Um dos motivos seria a queda gradual de sua taxa de rejeição. Segundo o Datafolha, o porcentual passou de 47% para 39% entre abril e dezembro passado. “Houve redução significativa de rejeição a ponto de tornar Lula competitivo no segundo turno”, diz Rafael Cortez, analista político da Tendências. Cortez cita mais dois fatores que explicam a força eleitoral do ex-presidente, apesar da condenação e dos percalços jurídicos que enfrenta. Um deles é a impopularidade de Temer, a quem Lula faz ferrenha oposição. Outro, o chamado paradoxo da corrupção: se aos olhos da sociedade todos são corruptos, a corrupção passa a não ser mais uma variável importante para o eleitor na hora de definir seu voto. Não deixa de ser uma boa explicação para o fato de Lula, PT, congressistas e até consultoria pró-mercado aventarem a possibilidade de um corrupto sentenciado pela Justiça disputar a Presidência.
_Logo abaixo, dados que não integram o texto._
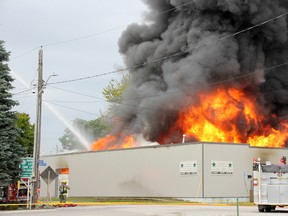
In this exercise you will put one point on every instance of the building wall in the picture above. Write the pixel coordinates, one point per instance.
(155, 171)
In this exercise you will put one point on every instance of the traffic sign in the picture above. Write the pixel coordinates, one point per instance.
(26, 167)
(48, 175)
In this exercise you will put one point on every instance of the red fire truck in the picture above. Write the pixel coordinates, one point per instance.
(270, 185)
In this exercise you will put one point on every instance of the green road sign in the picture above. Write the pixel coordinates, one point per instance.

“Como a condenação de Lula afeta o PT e a esquerda?”
“Os partidos de esquerda não poderão mais continuar sob o guarda-chuva do PT, que encolheu, e vai encolher ainda mais com Lula punido — e possivelmente preso. A tendência é que os partidos tentem perseguir um caminho mais independente do PT.”
Carlos Pereira, professor da FGV-RJ
“Embora a Lava-Jato tenha atingido vários partidos, a esquerda terá um trabalho maior de reconstruir a sua imagem, sobretudo diante de um contexto marcado por uma movimentação da direita que, embora ainda não devidamente institucionalizada, tirou dela o monopólio da mobilização social e do discurso ideológico.”
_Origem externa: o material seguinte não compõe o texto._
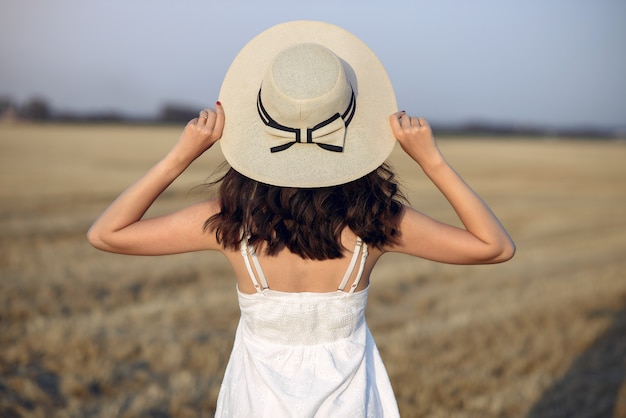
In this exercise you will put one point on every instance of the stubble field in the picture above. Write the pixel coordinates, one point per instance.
(89, 334)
Rafael Cortez, analista político da consultoria Tendências
“No Brasil, dificilmente outros partidos aceitarão se juntar numa frente de esquerda como aconteceu no Uruguai. O PSOL, por exemplo, surgiu para se diferenciar e se distanciar do PT. No entanto, um Bolsonaro em segundo lugar nas pesquisas pode facilitar a união desse campo.”
Bernardo Sorj, diretor do Centro Edelstein de Pesquisas Sociais do Uruguai
“A esquerda não vai morrer. A tendência de crescimento da desigualdade no mundo, por exemplo, abrirá espaço para propostas desse campo. Mas ela precisa de novos nomes e de uma atualização em questões como a globalização e a flexibilização do mercado de trabalho.”
Ricardo Caldas, professor de ciência política da UnB
“Lula continuará sendo uma referência para a esquerda. Após o mensalão, seu partido sofreu severamente, enquanto ele, não.”